The RBI in reaction did try to improve the liquidity position by reducing the repo rated by 115 bps since March 2020. This will effectively reduce the lending rates, mortgage interest rates by approximately 1 percent. So, if people chose to restructure their loans, they could avail the benefit through easy personal credit. Again, this policy can be benefited only if the borrowers pay their debts and the interest on time. If not, the banks and the NBFCs will go in a deep niche.
The Coronavirus pandemic has resulted in a dip in world economic progress. India’s gross domestic product (GDP) collapsed by 23.9 percent in the first quarter.

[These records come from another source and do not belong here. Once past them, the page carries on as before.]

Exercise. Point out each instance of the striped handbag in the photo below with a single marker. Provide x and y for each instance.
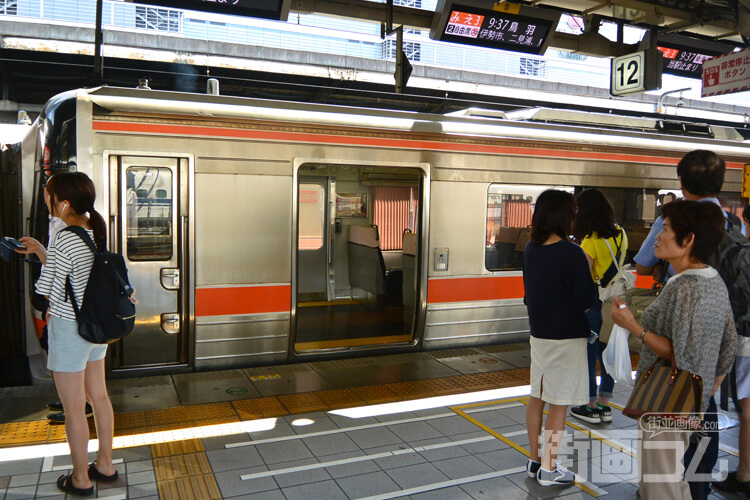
(666, 393)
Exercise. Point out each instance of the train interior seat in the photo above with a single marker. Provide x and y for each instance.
(367, 268)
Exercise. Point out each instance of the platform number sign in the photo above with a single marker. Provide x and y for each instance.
(628, 74)
(636, 72)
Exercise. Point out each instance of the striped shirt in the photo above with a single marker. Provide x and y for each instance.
(70, 256)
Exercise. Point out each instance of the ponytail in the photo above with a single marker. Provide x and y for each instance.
(99, 228)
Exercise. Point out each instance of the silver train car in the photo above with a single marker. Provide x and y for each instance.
(260, 232)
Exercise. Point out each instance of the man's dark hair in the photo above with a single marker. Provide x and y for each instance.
(595, 215)
(702, 172)
(704, 219)
(553, 214)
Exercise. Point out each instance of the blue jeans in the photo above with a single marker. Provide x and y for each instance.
(594, 351)
(700, 490)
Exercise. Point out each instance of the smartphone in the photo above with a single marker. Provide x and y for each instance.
(15, 242)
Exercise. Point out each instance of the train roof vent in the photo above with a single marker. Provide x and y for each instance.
(479, 113)
(680, 128)
(549, 115)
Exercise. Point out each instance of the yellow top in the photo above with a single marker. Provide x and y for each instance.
(596, 248)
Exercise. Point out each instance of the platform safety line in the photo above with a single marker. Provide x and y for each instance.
(364, 458)
(589, 488)
(338, 431)
(445, 484)
(602, 437)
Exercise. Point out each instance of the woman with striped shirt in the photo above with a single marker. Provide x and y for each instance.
(77, 365)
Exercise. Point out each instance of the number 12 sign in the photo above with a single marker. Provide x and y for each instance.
(628, 74)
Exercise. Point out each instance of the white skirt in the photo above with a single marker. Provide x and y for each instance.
(559, 371)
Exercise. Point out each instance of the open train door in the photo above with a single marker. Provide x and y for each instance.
(357, 284)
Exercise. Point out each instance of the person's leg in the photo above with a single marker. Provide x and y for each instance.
(708, 454)
(553, 434)
(660, 465)
(96, 393)
(534, 415)
(70, 388)
(607, 383)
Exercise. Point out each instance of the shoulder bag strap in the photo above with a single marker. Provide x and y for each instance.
(614, 259)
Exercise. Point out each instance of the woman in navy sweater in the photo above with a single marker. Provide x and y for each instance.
(558, 291)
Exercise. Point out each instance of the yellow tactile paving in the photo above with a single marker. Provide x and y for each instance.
(212, 410)
(176, 448)
(445, 385)
(227, 412)
(303, 403)
(410, 389)
(177, 466)
(130, 420)
(194, 487)
(24, 432)
(376, 394)
(168, 415)
(341, 398)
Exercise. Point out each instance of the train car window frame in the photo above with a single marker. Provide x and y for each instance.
(150, 198)
(505, 243)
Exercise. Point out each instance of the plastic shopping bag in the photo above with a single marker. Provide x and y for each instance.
(616, 356)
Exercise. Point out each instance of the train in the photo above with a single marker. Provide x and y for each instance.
(261, 232)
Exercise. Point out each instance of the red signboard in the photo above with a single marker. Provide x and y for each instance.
(726, 74)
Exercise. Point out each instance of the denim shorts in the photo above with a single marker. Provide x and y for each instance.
(68, 352)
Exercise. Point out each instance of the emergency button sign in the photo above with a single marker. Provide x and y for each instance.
(726, 74)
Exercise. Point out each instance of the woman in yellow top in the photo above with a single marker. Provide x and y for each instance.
(595, 227)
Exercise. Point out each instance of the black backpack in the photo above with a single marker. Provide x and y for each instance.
(107, 314)
(732, 260)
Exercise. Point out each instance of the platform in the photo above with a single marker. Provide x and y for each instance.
(435, 425)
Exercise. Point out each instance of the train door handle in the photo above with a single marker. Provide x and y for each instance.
(170, 323)
(170, 278)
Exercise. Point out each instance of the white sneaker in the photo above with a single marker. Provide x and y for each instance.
(557, 476)
(532, 468)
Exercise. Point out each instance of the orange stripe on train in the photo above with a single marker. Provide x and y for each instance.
(488, 288)
(152, 128)
(242, 300)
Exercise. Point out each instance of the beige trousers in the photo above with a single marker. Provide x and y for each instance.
(660, 467)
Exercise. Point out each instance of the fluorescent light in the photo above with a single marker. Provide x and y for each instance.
(60, 449)
(433, 402)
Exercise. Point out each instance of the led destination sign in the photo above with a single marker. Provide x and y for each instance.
(264, 9)
(685, 62)
(497, 30)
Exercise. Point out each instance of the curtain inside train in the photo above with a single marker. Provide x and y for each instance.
(394, 210)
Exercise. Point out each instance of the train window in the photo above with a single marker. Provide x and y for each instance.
(394, 210)
(509, 211)
(149, 208)
(311, 215)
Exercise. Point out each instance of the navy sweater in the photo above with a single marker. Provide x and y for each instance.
(558, 290)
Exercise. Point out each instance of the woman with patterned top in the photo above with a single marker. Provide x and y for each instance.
(692, 320)
(77, 365)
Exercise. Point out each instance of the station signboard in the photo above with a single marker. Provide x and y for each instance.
(507, 27)
(265, 9)
(684, 56)
(726, 74)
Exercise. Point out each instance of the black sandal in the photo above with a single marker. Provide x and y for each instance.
(65, 483)
(98, 476)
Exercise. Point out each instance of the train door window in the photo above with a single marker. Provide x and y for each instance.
(509, 211)
(311, 216)
(149, 212)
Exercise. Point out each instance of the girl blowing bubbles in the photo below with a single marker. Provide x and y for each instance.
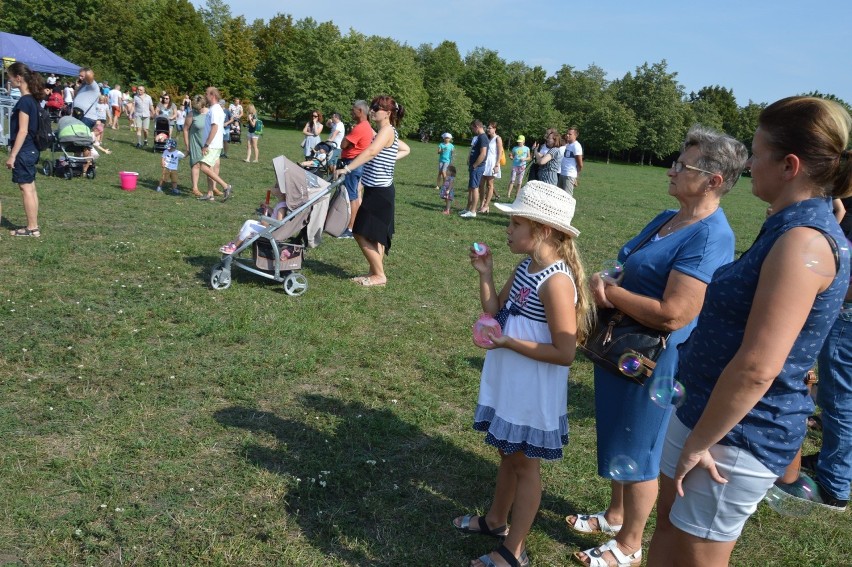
(523, 392)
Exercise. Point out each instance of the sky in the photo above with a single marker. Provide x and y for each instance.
(763, 50)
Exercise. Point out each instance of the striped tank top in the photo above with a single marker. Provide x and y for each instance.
(378, 172)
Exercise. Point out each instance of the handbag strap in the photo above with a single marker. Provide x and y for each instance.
(648, 237)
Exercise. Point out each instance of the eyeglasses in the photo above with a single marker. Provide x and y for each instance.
(679, 166)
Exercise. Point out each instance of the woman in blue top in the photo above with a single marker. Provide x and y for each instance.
(761, 327)
(666, 271)
(23, 155)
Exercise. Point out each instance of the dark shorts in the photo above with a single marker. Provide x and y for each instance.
(475, 177)
(351, 180)
(25, 165)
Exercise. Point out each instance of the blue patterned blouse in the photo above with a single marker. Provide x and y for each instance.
(774, 429)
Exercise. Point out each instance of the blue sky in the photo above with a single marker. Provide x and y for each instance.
(763, 50)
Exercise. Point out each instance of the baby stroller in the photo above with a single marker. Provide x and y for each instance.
(161, 134)
(278, 250)
(74, 141)
(322, 153)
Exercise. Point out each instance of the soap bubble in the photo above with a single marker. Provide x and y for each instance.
(630, 364)
(665, 391)
(623, 468)
(812, 253)
(612, 271)
(799, 498)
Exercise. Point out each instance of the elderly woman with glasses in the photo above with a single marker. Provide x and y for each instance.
(666, 269)
(311, 131)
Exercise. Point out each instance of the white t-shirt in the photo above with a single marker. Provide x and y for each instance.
(569, 160)
(214, 116)
(337, 132)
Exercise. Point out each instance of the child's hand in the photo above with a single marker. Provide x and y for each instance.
(483, 264)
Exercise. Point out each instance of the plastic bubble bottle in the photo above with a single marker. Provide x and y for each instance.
(485, 325)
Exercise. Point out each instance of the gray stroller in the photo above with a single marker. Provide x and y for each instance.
(278, 250)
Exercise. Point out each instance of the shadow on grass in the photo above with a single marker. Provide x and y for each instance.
(372, 488)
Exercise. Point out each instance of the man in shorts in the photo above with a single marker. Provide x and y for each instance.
(476, 167)
(211, 151)
(353, 144)
(116, 101)
(143, 109)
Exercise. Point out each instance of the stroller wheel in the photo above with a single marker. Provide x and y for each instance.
(295, 284)
(220, 278)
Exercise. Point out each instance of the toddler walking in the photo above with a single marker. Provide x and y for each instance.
(523, 391)
(171, 158)
(448, 193)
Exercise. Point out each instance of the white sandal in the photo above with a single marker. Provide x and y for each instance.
(582, 524)
(595, 556)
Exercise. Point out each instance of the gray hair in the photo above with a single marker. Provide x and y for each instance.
(718, 153)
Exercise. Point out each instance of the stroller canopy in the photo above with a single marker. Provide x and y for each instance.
(73, 131)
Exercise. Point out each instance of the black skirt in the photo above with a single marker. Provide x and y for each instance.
(374, 220)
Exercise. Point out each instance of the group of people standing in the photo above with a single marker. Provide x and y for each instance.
(743, 335)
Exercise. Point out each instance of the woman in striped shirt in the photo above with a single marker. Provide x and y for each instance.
(373, 227)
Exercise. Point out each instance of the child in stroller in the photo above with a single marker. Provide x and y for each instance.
(319, 163)
(252, 227)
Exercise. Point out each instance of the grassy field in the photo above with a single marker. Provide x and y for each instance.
(148, 420)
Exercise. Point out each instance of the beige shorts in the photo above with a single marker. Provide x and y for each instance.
(212, 156)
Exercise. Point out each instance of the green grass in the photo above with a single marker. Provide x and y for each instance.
(149, 420)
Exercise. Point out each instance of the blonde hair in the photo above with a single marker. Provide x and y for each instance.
(566, 249)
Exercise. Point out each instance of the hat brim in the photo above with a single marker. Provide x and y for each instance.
(527, 213)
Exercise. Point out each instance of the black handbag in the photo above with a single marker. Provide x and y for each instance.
(623, 346)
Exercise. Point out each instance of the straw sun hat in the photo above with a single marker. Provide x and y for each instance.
(544, 203)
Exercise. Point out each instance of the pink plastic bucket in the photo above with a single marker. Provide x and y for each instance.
(128, 180)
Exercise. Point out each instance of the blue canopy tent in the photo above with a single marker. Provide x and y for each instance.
(35, 55)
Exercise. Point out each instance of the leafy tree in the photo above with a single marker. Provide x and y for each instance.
(656, 99)
(611, 126)
(448, 109)
(577, 93)
(170, 68)
(240, 56)
(723, 102)
(485, 80)
(703, 112)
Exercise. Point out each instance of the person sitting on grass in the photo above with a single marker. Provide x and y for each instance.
(252, 226)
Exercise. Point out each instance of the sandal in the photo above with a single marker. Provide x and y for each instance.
(24, 231)
(582, 525)
(464, 527)
(595, 556)
(502, 551)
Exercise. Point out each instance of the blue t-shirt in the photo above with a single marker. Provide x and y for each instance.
(519, 154)
(696, 250)
(774, 429)
(476, 145)
(29, 105)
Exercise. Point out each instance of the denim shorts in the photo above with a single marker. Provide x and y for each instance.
(25, 164)
(475, 177)
(708, 509)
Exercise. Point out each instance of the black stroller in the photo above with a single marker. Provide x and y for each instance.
(161, 134)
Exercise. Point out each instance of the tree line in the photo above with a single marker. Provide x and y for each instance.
(288, 68)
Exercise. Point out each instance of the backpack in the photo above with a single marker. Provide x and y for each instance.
(44, 133)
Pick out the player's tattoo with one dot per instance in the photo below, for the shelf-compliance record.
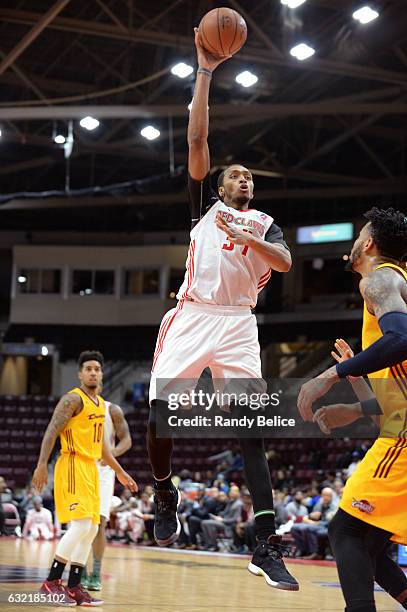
(382, 291)
(68, 406)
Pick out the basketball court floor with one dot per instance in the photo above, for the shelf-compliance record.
(162, 580)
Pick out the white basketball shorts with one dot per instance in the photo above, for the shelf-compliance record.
(195, 336)
(106, 484)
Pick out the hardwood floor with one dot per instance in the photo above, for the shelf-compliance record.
(156, 580)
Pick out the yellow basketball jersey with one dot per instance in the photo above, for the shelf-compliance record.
(83, 434)
(389, 385)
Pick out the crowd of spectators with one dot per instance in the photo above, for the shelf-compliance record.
(215, 511)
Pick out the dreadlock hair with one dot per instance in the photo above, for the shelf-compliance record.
(388, 228)
(90, 356)
(220, 179)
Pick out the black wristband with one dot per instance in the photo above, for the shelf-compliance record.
(371, 407)
(205, 71)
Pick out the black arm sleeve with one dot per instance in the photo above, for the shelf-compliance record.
(275, 234)
(201, 197)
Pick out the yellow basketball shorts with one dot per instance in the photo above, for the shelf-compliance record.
(376, 493)
(76, 488)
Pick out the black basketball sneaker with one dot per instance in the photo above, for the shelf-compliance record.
(166, 523)
(268, 561)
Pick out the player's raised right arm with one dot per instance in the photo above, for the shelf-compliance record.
(198, 126)
(69, 405)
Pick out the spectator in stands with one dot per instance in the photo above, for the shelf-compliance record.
(296, 508)
(225, 521)
(6, 494)
(221, 484)
(203, 506)
(148, 489)
(2, 521)
(38, 523)
(310, 535)
(6, 497)
(236, 464)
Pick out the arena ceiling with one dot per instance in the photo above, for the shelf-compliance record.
(324, 137)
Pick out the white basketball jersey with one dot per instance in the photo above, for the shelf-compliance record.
(219, 271)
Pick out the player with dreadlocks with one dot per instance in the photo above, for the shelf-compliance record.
(373, 509)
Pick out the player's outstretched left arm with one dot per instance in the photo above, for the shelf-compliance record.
(123, 477)
(68, 406)
(198, 125)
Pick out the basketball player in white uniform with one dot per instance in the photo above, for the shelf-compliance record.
(115, 427)
(232, 253)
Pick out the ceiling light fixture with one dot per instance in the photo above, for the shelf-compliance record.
(150, 132)
(292, 3)
(302, 51)
(246, 79)
(89, 123)
(365, 14)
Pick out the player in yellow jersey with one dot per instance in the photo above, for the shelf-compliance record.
(79, 421)
(373, 509)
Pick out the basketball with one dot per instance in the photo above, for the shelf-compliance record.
(223, 32)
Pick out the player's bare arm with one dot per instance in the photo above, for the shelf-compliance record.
(123, 477)
(384, 291)
(68, 406)
(340, 415)
(122, 430)
(198, 126)
(275, 255)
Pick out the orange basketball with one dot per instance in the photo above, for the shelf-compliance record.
(223, 32)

The sharp economic contraction indicates the impact on the banking sector will be huge. Recovery after the lockdown will also vary across sectors, depending on the structural resiliency in the sectors and the progress in the underlying consumer class. Commercial Banks are likely to take a hit down the line since this is expected to significantly add to their non-performing assets. The moratorium by the SC was extended till 28th September, in an interim order. The banks and NBFCs were asked to hold their decisions regarding declaring NPAs till then.